SughrueWhen word was out that the Carroll Mansion Museum planned a special WWI exhibit centered around those who served from Leavenworth County, several members of the Historical Society offered their contributions for the display. The exhibit, which opened in August and runs through December 20, highlights more than 100 photographs of soldiers from Leavenworth County as well as an array of war relics, including those on loan from local collectors, John Reichley and Jason Claire. Aside from presentation flags, medals, uniforms, discharge papers, war posters, and scrapbooks it is somehow the personal letters exchanged during those years that strike a chord.

Contained within the current exhibit are a few letters written by soldiers to their families back home. Alex Sughrue addressed fancy postcards picked up in France to send short notes to his sister, Mrs. Mary Wahler, at 1218 Kiowa street. On December 2, 1918, he wrote:
“Dear Sister, I thought I would drop you a little Xmas card to remind you of the day and also that I am thinking of it too and I wished that I could be there to enjoy it with you. But there is a better time coming and it is not very far off. I am well at present and feel pretty good. Well good by from your ever thoughtful brother Alex.”
A collection of these postcards, donated by Sughrue’s daughter and LCHS volunteer, Joan Cooper, can be viewed in the exhibit.

On loan from Ed Wettig are newspapers with haunting war images carrying headlines such as, “American troops lacked training in World War, but not heroism” and “From all walks of life flower of American youth went into battle.” Ed’s father, Edward F. Wettig, was a self-employed book binder prior to his enlistment in 1917. He served in France after training at Camp Funston in Kansas. In a note to his mother he wrote, “Just a few lines to let (you) known we have just arrived safe and now I am somewhere in England. I am feeling fine and now we are about to go to the training camp. I can’t say much on account of the censor. Didn’t get sick once while on the ocean. Will write more later on. Write me soon. I remain your loving son, Edward”

While letters to and from the folks back home were certainly eagerly anticipated, an unusual and probably unexpected letter from the war times is that written by King George to the U.S. soldier upon debarkation in England.

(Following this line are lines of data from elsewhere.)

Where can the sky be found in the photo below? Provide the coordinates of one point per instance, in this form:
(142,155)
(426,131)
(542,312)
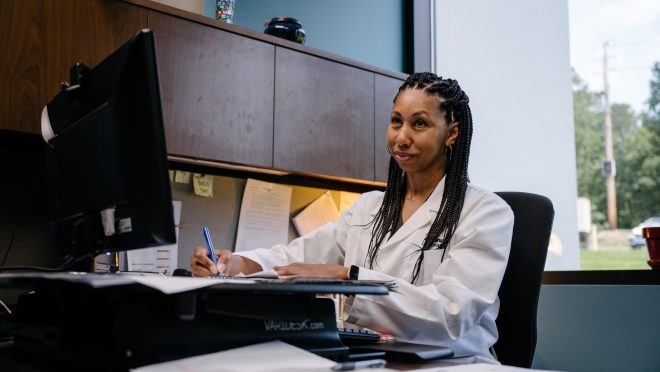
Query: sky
(633,30)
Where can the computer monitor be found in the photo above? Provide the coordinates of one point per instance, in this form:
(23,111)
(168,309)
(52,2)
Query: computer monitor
(108,177)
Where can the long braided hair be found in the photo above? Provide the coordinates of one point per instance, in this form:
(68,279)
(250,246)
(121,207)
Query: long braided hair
(457,110)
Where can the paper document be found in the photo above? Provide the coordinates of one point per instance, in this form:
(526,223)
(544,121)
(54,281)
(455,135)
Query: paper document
(178,284)
(317,214)
(270,356)
(264,217)
(266,274)
(478,367)
(161,259)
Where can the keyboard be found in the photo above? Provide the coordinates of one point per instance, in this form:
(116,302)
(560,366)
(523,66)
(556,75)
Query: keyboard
(352,336)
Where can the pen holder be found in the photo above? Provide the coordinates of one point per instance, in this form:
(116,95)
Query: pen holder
(652,236)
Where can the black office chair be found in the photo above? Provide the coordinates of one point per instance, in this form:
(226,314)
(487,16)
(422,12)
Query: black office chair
(519,293)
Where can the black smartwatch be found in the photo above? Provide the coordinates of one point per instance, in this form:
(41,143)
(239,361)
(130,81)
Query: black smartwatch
(354,272)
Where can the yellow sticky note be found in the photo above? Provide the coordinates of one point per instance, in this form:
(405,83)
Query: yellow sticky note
(182,177)
(203,185)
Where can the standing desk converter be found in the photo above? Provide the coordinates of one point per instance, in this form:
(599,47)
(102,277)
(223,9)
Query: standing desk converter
(72,320)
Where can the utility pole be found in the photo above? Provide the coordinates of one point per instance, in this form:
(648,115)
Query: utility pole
(609,165)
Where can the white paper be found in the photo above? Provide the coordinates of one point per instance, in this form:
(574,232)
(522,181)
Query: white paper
(317,214)
(269,356)
(165,284)
(266,274)
(264,217)
(161,259)
(478,367)
(177,284)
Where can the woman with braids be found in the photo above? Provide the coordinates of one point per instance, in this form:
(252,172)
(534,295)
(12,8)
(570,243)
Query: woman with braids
(442,240)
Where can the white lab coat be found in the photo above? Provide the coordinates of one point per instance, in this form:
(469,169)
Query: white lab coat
(454,303)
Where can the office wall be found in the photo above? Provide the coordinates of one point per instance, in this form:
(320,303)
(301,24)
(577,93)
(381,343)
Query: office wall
(512,59)
(369,31)
(598,328)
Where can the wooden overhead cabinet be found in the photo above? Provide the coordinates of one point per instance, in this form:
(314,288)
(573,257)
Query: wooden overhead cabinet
(323,116)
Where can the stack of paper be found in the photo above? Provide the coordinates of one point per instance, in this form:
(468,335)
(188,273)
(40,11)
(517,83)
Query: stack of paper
(317,214)
(269,356)
(264,218)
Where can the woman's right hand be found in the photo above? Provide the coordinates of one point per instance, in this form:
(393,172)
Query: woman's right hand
(228,264)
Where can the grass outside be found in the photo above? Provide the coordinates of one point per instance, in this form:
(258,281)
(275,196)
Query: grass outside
(628,259)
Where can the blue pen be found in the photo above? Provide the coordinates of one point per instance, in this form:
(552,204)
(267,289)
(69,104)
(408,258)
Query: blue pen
(209,245)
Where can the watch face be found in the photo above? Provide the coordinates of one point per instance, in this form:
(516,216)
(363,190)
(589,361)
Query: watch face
(354,272)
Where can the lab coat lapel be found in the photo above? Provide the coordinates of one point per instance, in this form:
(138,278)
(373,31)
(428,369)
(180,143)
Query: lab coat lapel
(420,219)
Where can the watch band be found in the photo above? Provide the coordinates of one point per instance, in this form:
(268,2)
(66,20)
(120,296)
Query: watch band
(354,272)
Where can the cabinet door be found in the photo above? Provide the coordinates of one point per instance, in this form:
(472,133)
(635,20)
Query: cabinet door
(324,114)
(385,90)
(217,92)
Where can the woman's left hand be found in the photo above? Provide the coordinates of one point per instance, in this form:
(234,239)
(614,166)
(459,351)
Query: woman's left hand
(326,271)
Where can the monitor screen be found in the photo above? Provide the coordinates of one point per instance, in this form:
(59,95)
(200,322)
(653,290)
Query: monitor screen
(108,179)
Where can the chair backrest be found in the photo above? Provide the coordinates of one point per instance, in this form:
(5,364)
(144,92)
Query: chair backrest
(519,292)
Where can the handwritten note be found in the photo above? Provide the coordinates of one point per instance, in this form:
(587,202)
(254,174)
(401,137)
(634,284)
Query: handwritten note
(203,185)
(182,177)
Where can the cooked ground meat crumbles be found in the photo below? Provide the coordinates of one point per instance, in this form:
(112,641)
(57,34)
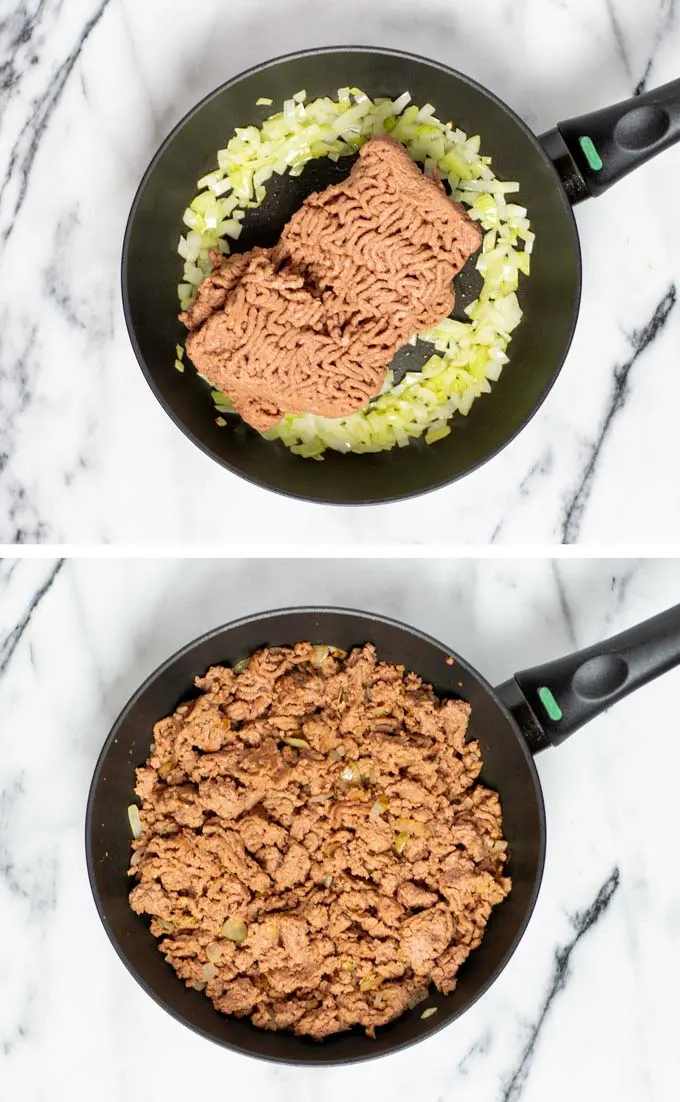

Every soldier was given an envelope with these words, “A Message to You from His Majesty King George.” Inside the envelope was a sheet of paper with the royal arms engraved on it. A facsimile of the hand-written message was, “Soldiers of the United States, the people of the British Isles welcome you on your way to take your stand beside the Armies of many Nations now fighting in the Old World the great battle for human freedom. The Allies will gain new heart and spirit in your company. I wish that I could shake the hand of each one of you and bid you God speed in your mission.” For those who have World War I memorabilia, these letters have become treasured as one of the most valuable souvenirs of the war.